[texworks] external read-access causes TeXWorks to revert open file to old version
Stefan Löffler
st.loeffler at gmail.com
Tue Nov 2 07:13:25 CET 2010
Hi,
Am 2010-11-01 23:01, schrieb Stefan Müller:
> On 01.11.2010 19:05, Stefan Löffler wrote:
>> Yes, this seems to confirm my theory.
>> First of all, you should get the "Changed" line only if the file is
>> actually being reloaded. Which it shouldn't be, if the file wasn't
>> changed externally - that's the whole point ;).

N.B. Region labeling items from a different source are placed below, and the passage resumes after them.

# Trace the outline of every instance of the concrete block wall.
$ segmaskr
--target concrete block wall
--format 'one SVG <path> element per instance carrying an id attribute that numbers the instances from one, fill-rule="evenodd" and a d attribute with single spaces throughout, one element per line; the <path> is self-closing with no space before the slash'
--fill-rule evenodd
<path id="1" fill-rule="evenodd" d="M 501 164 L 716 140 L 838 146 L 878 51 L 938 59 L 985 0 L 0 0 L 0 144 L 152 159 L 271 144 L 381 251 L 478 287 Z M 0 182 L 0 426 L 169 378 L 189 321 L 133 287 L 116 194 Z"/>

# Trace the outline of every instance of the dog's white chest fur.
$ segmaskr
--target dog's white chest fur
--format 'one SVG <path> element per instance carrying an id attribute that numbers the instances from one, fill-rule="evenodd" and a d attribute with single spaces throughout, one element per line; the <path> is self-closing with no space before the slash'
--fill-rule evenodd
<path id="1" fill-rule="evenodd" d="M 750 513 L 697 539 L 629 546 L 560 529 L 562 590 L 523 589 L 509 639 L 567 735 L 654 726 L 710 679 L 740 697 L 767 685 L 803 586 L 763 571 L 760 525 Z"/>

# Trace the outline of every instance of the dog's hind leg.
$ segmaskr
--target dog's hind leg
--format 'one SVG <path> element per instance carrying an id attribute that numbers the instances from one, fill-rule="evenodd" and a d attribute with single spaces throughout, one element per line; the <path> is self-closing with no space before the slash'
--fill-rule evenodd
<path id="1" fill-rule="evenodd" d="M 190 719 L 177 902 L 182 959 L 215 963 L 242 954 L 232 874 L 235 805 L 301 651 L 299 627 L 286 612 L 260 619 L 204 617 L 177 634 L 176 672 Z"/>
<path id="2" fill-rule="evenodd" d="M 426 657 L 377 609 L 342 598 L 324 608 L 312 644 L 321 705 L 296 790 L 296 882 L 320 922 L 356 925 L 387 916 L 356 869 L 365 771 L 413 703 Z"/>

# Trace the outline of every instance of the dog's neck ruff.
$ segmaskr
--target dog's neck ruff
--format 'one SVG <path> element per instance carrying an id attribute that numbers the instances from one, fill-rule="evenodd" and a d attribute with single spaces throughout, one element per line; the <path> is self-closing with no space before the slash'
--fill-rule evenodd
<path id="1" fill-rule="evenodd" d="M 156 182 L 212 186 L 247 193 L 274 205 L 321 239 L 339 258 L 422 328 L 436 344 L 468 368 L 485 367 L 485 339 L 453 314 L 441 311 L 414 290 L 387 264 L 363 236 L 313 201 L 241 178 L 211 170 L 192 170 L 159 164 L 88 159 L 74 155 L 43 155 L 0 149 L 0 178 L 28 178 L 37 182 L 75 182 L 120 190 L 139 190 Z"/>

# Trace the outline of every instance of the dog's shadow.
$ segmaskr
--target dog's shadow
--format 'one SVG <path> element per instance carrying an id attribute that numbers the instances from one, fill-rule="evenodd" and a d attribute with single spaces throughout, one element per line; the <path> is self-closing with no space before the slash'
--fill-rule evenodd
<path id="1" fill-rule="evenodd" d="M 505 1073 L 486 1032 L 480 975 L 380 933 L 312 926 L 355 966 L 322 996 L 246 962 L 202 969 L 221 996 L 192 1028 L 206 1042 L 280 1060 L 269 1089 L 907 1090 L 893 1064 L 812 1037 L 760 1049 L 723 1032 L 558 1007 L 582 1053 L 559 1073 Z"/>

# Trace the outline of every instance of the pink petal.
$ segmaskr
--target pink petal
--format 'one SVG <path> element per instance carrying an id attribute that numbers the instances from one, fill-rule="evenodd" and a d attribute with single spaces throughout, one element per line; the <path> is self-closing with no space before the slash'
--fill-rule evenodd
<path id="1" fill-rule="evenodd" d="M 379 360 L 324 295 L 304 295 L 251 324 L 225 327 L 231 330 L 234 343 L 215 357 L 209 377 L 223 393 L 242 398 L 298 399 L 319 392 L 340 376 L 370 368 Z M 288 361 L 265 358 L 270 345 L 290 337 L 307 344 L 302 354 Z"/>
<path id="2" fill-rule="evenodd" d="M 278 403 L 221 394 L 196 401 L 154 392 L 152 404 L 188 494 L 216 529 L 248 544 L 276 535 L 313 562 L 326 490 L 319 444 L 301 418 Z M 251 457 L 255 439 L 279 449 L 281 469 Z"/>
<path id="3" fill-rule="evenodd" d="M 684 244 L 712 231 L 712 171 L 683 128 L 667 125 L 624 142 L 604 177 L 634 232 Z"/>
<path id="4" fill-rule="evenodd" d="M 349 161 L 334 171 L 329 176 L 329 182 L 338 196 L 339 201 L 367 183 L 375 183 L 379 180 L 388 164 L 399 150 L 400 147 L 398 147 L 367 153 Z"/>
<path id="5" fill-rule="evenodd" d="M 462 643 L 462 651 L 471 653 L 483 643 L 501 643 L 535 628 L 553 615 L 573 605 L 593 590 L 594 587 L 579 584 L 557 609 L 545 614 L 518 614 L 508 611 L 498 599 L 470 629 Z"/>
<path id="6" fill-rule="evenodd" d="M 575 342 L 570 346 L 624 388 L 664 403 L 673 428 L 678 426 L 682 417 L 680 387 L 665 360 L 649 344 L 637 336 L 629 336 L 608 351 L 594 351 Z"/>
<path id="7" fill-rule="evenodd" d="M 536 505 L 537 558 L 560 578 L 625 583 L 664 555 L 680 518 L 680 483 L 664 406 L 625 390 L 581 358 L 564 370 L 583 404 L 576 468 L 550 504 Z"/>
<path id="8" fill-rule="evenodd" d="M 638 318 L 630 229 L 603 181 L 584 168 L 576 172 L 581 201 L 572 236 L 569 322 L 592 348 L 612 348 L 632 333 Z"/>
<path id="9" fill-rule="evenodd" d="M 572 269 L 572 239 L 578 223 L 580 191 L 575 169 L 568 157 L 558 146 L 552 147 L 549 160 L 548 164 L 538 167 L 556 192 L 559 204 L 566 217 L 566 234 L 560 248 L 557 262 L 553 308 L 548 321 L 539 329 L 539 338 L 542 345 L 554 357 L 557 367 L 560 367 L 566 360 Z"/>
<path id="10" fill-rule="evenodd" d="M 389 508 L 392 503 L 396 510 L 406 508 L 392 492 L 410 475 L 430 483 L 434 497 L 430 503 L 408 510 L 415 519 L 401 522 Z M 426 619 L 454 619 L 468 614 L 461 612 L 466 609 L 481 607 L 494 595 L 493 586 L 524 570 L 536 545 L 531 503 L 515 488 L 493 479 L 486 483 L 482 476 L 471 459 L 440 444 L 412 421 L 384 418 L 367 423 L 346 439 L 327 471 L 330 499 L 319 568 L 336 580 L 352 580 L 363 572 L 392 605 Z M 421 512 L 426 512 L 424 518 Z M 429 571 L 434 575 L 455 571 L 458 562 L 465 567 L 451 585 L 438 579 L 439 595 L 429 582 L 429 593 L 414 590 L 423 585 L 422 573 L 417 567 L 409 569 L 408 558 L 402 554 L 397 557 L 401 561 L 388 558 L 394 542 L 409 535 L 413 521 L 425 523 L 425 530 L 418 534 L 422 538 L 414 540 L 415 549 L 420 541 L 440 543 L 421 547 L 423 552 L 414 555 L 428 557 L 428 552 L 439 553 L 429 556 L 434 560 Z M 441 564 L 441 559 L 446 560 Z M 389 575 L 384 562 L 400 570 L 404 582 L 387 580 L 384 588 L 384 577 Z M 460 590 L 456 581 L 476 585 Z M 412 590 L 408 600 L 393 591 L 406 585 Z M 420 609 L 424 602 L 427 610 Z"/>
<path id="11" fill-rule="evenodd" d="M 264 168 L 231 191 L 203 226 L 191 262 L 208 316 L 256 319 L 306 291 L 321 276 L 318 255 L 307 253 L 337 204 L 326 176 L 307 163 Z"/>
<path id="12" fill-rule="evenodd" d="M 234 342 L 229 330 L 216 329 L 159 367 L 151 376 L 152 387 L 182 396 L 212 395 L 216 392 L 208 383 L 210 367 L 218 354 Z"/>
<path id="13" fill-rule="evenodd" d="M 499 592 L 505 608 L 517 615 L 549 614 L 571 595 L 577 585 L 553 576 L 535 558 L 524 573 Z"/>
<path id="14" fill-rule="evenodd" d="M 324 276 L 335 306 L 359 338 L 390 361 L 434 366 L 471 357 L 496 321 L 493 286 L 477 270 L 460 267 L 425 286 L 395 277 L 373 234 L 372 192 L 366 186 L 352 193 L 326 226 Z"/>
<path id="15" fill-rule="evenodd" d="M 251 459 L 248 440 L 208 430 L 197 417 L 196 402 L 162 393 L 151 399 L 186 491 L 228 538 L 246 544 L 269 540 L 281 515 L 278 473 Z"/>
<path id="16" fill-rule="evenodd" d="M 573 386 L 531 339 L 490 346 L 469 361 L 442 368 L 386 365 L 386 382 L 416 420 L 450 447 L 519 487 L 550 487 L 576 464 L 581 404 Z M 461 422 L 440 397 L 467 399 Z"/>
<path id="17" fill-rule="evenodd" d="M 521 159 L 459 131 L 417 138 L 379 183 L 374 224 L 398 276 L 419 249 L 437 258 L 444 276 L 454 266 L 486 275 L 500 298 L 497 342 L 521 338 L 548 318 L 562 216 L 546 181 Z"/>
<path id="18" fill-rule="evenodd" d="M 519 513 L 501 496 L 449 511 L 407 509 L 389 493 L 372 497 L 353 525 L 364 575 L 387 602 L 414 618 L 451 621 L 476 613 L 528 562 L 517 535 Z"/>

>> Now, the fact that Tw prints a later time-stamp during a positive run
>> than a subsequent invocation of `ls` suggests that the file is indeed
>> written twice. First the file is changed during the commit, which Tw
>> picks up. Then, the original file (with the earlier timestamp) is
>> restored, but Tw doesn't pick that up (probably because it is still
>> processing the first change). As such, this naturally only happens
>> occasionally (if mercurial takes a certain time to process the commit).
>>
>> Unfortunately, I don't see a quick fix for this. One thing would be to
>> never reload a file unasked. This would be a bit of an inconvenience for
>> "normal" users, though. Another possibility would be to process the
>> updates in a separate thread, thereby keeping track of all changes. Or
>> to check the file state again after the loading (and rerun the reload
>> method in case the file has changed again in the meantime). This last
>> option strikes me as the safest one.
>
> It seems somewhat strange to me, that TW reloads the file unasked if
> something changed on disk. E.g. it may be the case that I replaced the
> file by accident or something. I know at least some applications that
> ask me when this happens. Strangely, TW once asked me that, too. I
> think it was a (strange) "positive" run.
Well, yes and no. Tw does ask the user if the file in question has
unsaved changes in the editor, of course. So it never discards unsaved
changes. If there are no changes, however, (i.e., the contents of the
editor reflects exactly the file on the disk) the ratio is that if
someone uses an external editor or something to change that file, he'd
expect that change to reflect in Tw. But of course always asking would
be another possibility to resolve this...
>> Have you been in touch with the mercurial people? Did they say anything
>> about the two stages of the commit?
>
> I did not contact them because I thought I first talk to you guys and
> see what you come up with. I'll check tomorrow if I can find a
> TortoiseHG mailing list or something and show them this thread.
>
> Indeed, I don't understand why the file changes anyway during a
> commit. I always thought it is read-only. This should have to do
> something with TortoiseHG. I assume that TW doesn't see ghosts or
> something.
I'm not a mercurial specialist - maybe a TortoiseHG mailing list can
help you there. I can only imagine what might happen:
1) hg commits the changes to the repository (no matter if it's local or
remote)
2) since the current working copy is now out of sync with the repository
(at least as far as meta-data is concerned), some sort of update is
required; first hg will save any uncommitted changes somewhere...
3) ...and then sync the working copy with the repository, thereby
overwriting every file and directory that is in the repository (this
would explain why Tw picks up the timestamp from the commit)
4) And finally restore uncommitted changes as saved in step 2, thereby
also restoring the original timestamp as `ls` picks it up afterwards.